The Luk Khay Niaow in the Face of Challenging Times for Rice
Luk Khao Niaow or descendants of the sticky rice. This is how the people of Laos refer to themselves, and fittingly so because of the great significance of rice to their way of life.
Rice is the main staple food for every Laotian household. It is also one of the country’s primary economic drivers as majority of its population are into rice production. As with its Southeast Asian neighbors, Laos is primarily an agricultural country. Sixty percent of its agricultural lands (890,000 hectares) is devoted to rice farming. However, production remains primarily at subsistence level.
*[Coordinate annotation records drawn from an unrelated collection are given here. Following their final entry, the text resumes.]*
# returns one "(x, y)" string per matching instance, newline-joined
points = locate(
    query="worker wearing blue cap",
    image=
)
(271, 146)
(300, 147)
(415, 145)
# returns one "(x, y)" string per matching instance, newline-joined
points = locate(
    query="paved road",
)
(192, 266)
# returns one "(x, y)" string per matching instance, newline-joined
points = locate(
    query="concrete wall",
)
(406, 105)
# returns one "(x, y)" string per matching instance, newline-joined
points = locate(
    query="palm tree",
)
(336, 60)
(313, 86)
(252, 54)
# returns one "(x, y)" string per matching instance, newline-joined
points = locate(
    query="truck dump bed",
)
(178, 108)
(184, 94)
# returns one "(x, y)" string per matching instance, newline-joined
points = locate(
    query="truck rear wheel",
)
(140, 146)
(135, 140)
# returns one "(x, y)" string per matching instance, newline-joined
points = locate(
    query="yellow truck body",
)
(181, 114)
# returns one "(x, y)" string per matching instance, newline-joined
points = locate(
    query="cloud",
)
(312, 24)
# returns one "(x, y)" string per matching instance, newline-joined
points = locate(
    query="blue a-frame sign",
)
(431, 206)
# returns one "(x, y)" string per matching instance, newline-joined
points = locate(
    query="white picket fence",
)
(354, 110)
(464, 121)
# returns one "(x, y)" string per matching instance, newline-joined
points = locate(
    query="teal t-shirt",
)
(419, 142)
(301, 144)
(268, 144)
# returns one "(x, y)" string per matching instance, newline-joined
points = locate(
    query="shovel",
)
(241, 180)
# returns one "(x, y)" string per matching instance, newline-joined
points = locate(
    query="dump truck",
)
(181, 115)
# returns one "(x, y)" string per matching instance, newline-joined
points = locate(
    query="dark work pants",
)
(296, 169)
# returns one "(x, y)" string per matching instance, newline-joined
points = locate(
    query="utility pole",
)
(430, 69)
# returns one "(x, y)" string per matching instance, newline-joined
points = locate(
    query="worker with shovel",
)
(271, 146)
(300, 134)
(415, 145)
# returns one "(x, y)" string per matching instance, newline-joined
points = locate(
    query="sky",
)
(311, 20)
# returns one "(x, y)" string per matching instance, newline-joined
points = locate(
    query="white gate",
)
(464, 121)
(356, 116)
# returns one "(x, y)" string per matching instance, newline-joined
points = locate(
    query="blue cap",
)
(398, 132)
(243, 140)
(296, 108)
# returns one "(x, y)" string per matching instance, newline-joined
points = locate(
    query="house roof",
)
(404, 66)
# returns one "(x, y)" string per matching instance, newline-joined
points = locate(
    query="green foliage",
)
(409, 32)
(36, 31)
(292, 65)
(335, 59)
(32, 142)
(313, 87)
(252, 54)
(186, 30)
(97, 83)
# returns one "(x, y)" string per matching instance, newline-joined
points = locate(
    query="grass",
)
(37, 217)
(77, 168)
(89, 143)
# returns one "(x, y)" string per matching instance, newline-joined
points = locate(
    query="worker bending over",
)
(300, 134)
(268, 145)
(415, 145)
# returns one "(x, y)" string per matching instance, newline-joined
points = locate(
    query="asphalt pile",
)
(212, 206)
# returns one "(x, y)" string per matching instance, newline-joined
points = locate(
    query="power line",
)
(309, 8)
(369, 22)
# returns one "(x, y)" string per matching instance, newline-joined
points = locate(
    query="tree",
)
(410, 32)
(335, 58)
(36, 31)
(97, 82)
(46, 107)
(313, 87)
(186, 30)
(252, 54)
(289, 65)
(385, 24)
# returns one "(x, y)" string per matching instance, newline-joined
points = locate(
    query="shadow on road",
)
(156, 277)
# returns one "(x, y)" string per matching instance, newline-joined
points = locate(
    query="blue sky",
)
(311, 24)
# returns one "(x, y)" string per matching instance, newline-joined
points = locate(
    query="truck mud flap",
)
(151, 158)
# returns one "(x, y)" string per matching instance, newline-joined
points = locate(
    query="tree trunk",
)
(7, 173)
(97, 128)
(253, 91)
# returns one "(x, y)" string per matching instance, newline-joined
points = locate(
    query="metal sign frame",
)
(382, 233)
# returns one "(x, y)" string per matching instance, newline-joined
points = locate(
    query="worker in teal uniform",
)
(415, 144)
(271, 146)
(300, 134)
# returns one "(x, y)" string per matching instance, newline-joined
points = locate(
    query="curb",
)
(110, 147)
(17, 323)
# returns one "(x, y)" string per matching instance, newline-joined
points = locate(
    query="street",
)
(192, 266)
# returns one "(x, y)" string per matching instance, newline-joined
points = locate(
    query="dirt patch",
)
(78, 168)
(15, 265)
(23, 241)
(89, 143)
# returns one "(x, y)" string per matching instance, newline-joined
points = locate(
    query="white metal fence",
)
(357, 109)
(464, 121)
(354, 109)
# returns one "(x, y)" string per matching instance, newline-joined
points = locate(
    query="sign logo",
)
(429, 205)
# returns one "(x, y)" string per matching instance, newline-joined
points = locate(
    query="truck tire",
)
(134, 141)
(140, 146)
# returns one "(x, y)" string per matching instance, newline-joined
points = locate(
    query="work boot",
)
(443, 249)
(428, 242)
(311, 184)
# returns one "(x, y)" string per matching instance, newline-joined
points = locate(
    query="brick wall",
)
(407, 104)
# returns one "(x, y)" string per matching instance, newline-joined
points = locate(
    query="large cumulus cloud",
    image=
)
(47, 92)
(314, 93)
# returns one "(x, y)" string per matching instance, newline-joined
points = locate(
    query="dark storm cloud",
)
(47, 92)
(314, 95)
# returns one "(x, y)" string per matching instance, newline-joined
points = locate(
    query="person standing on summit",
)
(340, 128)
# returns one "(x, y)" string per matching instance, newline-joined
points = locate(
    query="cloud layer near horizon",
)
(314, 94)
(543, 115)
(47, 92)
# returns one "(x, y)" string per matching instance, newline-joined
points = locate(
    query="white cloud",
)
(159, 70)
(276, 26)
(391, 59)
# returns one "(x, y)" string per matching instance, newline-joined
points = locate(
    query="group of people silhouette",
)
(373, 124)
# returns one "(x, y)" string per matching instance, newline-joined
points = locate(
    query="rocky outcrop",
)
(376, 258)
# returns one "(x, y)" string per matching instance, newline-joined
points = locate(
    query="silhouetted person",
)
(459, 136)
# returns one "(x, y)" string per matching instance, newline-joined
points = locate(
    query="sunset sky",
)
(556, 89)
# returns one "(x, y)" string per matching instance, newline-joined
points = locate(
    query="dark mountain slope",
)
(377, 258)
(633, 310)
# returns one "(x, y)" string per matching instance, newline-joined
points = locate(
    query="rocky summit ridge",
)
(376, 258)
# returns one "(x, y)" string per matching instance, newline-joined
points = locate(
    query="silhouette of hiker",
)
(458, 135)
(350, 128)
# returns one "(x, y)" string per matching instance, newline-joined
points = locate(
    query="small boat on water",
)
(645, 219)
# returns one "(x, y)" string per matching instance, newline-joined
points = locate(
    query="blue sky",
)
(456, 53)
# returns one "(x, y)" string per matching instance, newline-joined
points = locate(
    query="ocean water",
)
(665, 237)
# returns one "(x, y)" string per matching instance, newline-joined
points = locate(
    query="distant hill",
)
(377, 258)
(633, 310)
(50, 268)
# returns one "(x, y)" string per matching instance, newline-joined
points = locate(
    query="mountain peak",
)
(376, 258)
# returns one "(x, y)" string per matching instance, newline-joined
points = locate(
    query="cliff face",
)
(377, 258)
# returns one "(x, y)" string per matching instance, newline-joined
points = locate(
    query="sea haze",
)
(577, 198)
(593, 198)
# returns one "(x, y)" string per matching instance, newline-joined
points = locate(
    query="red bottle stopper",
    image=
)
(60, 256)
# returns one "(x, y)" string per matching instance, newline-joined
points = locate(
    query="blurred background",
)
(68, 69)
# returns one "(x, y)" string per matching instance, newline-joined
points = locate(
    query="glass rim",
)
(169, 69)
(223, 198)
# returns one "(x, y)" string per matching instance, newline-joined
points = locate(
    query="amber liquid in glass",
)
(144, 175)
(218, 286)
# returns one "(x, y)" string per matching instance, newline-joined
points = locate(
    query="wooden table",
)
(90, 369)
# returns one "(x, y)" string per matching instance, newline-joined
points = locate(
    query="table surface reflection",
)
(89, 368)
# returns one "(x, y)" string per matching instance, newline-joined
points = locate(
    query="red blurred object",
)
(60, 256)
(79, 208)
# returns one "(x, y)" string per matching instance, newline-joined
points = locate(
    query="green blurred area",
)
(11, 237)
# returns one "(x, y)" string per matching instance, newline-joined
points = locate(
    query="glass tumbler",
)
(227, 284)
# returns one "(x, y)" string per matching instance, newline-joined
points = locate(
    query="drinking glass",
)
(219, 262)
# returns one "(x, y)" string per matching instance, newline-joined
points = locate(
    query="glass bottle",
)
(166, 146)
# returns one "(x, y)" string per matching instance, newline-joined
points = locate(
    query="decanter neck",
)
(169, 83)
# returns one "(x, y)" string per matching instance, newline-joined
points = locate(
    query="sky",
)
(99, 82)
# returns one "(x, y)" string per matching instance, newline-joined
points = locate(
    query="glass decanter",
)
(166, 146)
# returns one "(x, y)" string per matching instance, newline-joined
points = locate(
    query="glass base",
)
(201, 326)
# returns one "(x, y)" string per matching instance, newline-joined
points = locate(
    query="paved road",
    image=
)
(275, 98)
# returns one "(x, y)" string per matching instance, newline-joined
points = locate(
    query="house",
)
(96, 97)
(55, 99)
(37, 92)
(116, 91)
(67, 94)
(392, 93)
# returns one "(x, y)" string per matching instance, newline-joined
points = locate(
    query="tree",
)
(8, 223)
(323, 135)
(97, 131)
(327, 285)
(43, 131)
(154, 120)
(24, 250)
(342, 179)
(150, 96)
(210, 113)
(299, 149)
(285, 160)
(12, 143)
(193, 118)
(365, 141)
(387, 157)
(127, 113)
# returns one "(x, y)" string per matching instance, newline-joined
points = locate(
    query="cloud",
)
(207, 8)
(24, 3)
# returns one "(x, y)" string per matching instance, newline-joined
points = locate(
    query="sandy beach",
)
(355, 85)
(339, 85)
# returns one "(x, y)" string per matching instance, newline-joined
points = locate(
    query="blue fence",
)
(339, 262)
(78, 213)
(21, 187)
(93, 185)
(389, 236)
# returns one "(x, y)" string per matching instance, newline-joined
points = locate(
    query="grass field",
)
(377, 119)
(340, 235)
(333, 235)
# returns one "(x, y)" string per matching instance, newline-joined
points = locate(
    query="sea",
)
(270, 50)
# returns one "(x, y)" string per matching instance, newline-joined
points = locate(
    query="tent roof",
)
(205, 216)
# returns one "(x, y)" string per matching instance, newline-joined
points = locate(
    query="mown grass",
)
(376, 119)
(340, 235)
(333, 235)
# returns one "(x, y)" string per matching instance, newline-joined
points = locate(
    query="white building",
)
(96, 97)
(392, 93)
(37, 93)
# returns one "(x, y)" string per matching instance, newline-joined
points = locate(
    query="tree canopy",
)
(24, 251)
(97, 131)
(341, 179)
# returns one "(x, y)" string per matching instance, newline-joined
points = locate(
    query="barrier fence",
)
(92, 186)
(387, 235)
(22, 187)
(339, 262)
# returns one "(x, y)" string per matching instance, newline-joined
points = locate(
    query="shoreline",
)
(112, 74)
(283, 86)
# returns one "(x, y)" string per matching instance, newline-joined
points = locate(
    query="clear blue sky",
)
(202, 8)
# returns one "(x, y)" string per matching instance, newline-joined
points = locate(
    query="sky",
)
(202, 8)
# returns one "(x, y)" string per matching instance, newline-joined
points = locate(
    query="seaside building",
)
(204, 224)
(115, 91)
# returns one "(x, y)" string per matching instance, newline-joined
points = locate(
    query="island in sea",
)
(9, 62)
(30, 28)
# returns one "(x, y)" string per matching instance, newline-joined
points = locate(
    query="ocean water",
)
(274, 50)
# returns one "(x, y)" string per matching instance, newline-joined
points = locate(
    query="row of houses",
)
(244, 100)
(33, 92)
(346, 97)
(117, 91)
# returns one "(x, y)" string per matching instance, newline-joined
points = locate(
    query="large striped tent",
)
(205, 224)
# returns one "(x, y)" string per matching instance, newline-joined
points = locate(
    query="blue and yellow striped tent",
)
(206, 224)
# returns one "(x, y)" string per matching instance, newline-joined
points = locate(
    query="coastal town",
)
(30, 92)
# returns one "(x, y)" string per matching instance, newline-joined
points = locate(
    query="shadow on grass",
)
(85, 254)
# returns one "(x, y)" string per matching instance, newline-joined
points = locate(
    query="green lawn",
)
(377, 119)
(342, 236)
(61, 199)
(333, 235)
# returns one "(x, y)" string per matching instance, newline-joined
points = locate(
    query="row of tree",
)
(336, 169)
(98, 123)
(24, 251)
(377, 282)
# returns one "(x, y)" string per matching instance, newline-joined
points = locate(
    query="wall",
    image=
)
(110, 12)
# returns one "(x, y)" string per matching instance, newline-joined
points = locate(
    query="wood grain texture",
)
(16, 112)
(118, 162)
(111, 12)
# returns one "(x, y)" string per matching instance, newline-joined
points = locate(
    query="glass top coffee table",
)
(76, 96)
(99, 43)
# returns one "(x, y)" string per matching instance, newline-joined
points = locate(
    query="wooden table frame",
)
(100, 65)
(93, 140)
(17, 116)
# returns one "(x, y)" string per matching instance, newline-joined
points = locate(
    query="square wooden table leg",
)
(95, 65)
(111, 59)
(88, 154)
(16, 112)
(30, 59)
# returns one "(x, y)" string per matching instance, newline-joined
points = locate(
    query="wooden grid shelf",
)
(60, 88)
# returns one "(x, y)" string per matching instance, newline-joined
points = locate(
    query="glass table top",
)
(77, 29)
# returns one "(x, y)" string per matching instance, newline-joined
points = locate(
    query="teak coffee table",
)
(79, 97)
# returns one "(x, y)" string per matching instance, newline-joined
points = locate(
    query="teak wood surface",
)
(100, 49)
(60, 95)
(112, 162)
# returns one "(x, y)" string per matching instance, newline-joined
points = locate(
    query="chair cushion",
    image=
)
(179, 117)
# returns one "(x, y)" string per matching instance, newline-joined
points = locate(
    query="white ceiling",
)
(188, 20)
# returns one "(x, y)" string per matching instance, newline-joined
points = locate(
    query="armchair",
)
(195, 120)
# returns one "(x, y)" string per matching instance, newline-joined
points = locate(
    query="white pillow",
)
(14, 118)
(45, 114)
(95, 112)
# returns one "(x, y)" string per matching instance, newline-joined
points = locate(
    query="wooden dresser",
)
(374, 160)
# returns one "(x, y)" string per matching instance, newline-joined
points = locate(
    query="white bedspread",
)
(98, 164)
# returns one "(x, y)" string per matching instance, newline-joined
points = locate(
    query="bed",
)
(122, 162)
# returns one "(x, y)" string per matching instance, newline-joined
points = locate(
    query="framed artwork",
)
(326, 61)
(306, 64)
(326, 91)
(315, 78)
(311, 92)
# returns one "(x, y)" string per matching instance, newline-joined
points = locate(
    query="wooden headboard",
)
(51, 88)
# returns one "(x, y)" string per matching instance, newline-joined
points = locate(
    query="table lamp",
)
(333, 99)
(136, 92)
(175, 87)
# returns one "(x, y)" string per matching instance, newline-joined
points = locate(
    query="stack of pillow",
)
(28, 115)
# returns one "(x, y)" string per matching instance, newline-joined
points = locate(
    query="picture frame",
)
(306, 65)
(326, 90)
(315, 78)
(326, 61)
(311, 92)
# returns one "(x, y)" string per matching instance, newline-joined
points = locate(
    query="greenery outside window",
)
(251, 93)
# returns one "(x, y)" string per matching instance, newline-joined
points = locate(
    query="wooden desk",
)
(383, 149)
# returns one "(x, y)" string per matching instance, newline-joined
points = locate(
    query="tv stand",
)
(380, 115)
Ninety percent of produce is allotted for household consumption and the remaining 10% is either collected as seed or sold to other members of the community.
Ironically, findings of various international organizations show that 50% of the country’s population suffer from malnutrition and that rice supply among poor households is good only for seven months; thus, the need to ration in order to “stretch” the supply to last the year.
This situation is in stark contrast with government reports of increasing rice production and rice sufficiency (first achieved in 1999). A reason for this discrepancy is the country’s rapid rate of population growth: Laos’ is one of the highest in the region. Consumption is increasing but rice production is not sufficient to meet the demand.
The country’s rice production per hectare is comparable with that of other countries in the peninsular part of Southeast Asia (Cambodia, Thailand, Vietnam, and Burma), but the country also has one of the lowest production in the region. This general situation in rice production is more or less reflective of the situation of rice production and farmers at the community level. In the Phonengam and Hatdai Villages of Parklai District, Sayabouly Province, 80% of rice production is earmarked for consumption. The remaining 20% is for selling and planting for the next cropping season.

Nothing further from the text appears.